Since the N30 SEP complex is derived from somatosensory processing at the prefrontal level, but also from the activity of other areas, such as the primary sensory cortex, basal ganglia, thalamus, premotor areas, and primary motor cortex, thrusts on dysfunctional vertebrae could involve activation of paravertebral proprioceptive sensory circuits. In case of dysfunction, in fact, muscle fibers in deep paravertebral muscles may atrophy, undergo fatty infiltration and fibrotic processes, as well as alterations in neuromuscular spindles, thus negatively modifying the processing and organization of the primary sensorimotor cortex. This alteration would promote the onset and chronicization of pain since it is now known that, in the state of pain, there is often a complex reorganization of the brain’s sensorimotor maps (homunculi). By modifying the activity of these cortices, thrusts seem to have the potential to “revive” these circuits. Further studies are therefore needed to fully assess the clinical relevance of the findings of this study.

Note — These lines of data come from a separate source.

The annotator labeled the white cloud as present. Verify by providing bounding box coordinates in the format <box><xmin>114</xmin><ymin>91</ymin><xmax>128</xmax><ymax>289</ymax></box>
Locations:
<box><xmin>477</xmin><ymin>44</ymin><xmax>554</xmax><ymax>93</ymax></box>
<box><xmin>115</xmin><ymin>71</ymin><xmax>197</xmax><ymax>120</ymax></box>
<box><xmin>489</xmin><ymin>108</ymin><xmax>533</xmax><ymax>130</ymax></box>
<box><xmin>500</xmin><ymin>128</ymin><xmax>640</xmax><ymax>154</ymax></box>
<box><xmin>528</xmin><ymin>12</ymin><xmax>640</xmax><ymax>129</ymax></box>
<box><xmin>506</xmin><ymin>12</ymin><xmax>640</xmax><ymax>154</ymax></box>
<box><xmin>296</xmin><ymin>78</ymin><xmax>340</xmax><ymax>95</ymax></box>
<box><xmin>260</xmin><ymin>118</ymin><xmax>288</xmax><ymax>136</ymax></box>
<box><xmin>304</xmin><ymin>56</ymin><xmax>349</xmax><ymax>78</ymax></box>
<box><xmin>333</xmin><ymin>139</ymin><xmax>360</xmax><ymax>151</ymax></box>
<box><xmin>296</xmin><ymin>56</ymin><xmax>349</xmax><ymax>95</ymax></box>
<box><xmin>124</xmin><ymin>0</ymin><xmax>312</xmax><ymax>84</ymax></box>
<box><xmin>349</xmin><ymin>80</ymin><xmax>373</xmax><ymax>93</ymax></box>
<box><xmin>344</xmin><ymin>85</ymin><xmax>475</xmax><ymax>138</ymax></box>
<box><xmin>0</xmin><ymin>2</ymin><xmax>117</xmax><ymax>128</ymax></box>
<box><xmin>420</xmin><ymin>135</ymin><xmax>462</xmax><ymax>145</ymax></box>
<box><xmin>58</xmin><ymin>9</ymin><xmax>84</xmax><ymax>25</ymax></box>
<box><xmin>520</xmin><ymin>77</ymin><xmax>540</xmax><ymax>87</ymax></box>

Of course, this study is limited by having applied only one thrust per person, which does not reflect a real clinical treatment plan. In addition, N30 amplitude was measured only immediately after the thrust: without follow-up, therefore, it is not possible to know how this effect evolves. Furthermore, given the anatomical and functional neuromuscular differences, the results of this study cannot be generalized to other spinal segments. Similarly, having used a tool to apply thrusts, the results cannot be extended to other methods of application, although the reduction in N30 amplitude that emerged in this study is quite comparable to that found in studies where thrusts were applied manually. Another limitation is that no clinical outcomes (eg, decrease in pain or improvement in range of motion) were measured and, therefore, it is unclear whether the change in N30 amplitude has any actual consequences. Furthermore, the study was carried out on young adults: therefore, it is important to understand whether any age-related degenerative changes might interfere with thrust-induced mechanoception. It is also to be considered that the results are not applicable to people with special conditions such as cervical radiculopathy or herniated discs. Finally, the chiropractor knew whether he was performing a thrust on a dysfunctional or healthy vertebra, which may have introduced bias into the results.

The review of Osteopedia

By Marco Chiera

Strengths: calculation of sample size (how many people to recruit) based on a pilot study (although not published); good description of the design and interventions; excellent discussion and, most importantly, excellent presentation of the limitations of the study (this is an excellent example of self-criticism by the authors, which should be taken as an example).

Limits: those already expressed by the authors in the discussion.